The Chicago Sun-Times film critic has finally revisited his old contention that games can never be art, to defend it "in principle," and to dispute about that which cannot be disputed.
He also asks a great question. "Why are gamers so intensely concerned, anyway, that games be defined as art?" Ebert's got a point. This is a zillion-dollar industry pumping out dozens of enjoyable games, with experiences longer than those offered by a film and more interactive than those proposed in a novel, and none of this changes if isn't accepted by critics, academics or the general public as art.
Ebert uses a rebuttal of one person's argument - Kellee Santiago, of thatgamescompany - that games are art to reinforce his contention that they're not, and to lay out some of his standards for what is, which are reasonably conventional. You guys can take that on point-by-point if you like, it's all at the link below.
But note that I said "his standards," not "the standards." The latter, which would imply some kind of objective criteria to be met, does not and never will exist for any form of art, because art is fundamentally built on the subjective: inspiration, interpretation and appraisal. To me that underlines the pointlessness of the current debate for or against video games as art. It's an argument neither side can win, and games as a pre-infancy medium relative to literature, dance or painting, comes to the discussion with fewer credentials to offer.

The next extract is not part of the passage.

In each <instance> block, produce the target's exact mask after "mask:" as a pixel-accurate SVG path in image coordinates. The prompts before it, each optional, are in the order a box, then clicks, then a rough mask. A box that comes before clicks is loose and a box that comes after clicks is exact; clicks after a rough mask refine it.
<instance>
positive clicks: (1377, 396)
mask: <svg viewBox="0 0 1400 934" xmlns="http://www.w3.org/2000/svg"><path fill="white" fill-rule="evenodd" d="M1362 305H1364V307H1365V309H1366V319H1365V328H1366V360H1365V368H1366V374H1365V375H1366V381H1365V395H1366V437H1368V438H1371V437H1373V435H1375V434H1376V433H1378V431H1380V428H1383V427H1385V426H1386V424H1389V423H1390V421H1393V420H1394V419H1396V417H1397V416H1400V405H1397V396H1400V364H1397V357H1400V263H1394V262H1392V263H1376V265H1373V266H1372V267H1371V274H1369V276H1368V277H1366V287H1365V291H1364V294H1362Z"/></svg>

So for me, the more worthy point to debate is that question of why it matters, right now, whether games are considered an art form, because the thinking on this in the games community is dogmatic that they are, we've obviously resolved that they've earned a title someone's not giving them. Why does this matter? Is being accepted as art the final piece of mainstream acceptance? Does ascending to art status this soon in the medium's lifespan make them something greater than sculpture or music? Is there some validation the games community seeks but isn't getting right now?